Spitzen Gebel (literally: "pointed gable") is a historic building in the centre of Bremen, Germany, located at No. 1, Hinter dem Schütting. Its origins date to the year 1400, but it was rebuilt in the Gothic style in 1590 with additions in 1610. Since 1973, it has been a listed building.

==History==
Dating from the time around 1400, the Spitzen Gebel is the oldest town house and the last of its kind in Bremen. The building has served as both a shop and a private residence over the centuries. Its Low German name stems from the pointed gable crowning its facade. It was a wine house, a butcher's shop and a tavern until in 1913 it became an office for the Vereinigten Klavierträger (united piano movers).

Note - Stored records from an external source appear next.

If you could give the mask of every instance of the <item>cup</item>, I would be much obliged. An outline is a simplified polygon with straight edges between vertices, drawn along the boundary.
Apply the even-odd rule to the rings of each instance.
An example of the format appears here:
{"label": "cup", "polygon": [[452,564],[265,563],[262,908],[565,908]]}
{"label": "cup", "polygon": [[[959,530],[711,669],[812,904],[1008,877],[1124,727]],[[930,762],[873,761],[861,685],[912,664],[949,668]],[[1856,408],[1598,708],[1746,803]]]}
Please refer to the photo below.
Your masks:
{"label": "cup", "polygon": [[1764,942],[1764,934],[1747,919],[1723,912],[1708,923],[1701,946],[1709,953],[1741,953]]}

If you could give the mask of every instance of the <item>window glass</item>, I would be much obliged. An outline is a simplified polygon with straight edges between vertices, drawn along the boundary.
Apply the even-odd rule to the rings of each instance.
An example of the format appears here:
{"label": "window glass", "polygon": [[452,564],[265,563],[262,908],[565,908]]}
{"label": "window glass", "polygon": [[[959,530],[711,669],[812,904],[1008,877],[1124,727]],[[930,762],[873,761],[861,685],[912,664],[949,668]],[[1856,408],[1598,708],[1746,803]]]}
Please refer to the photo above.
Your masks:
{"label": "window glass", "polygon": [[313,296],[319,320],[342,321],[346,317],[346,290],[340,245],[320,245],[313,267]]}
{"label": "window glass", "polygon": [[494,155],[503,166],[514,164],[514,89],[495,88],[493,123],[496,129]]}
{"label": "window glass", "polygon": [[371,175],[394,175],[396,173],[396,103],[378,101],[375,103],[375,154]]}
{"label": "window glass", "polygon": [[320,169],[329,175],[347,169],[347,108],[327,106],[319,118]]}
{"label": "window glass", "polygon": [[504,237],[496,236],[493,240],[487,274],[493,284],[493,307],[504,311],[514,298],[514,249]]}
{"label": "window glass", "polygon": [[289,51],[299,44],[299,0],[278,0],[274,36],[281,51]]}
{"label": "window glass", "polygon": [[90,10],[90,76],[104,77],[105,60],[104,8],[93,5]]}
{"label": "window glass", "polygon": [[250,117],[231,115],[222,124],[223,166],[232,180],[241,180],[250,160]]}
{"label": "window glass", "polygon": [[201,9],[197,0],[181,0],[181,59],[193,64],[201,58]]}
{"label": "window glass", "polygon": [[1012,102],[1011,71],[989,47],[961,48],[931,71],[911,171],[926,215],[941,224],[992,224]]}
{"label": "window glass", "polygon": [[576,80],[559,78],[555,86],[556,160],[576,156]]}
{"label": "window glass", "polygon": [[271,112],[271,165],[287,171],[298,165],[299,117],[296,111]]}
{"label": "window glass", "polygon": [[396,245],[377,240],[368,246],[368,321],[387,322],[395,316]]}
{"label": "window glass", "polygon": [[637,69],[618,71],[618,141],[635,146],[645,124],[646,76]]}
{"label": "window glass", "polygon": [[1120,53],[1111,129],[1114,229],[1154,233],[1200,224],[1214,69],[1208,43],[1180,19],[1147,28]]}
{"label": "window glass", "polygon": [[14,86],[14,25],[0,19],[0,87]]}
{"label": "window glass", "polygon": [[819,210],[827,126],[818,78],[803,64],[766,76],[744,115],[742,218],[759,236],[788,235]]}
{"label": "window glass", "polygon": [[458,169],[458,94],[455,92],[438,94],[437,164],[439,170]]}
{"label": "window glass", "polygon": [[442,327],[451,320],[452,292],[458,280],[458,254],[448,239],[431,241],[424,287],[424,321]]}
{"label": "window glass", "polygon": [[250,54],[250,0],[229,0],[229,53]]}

As a result, the older residents of Bremen still remember it as the Klavierträgerhaus (piano movers' house).

The building has been altered on several occasions. The projecting bay windows, a popular feature in Bremen, and the east doorway were added in 1590. The main doorway was completed in 1610. In 1944, the building suffered serious war damage. A watercolour from 1945 shows a ruined brick building although the characteristic gable can still be seen. By 1950, the house had been fully restored under the guidance of architects Herbert Anker (1908–1987) and Bernhard Wessel (1904–1976). A restaurant soon opened inside.

==Heritage==
The building is considered important for the city's heritage and it is listed. A bronze sculpture Fietje Balge by the sculptor Bernd Altenstein was erected in the street outside in 2007. A nearby plaque explains the history of the River Balge which once passed nearby.

==Strange tradition==
Today's tavern practices a tradition that goes back to 1913 when the piano movers used the premises. As they were not permitted to drink at work, they filled an old lamp with schnapps and took a slurp from time to time without anyone noticing. Today tourists in particular enjoy taking a Sluk ut de Lamp (swig from the lamp) when they visit the bar. The schnapps is made from a centuries-old Swedish recipe which is still a family secret.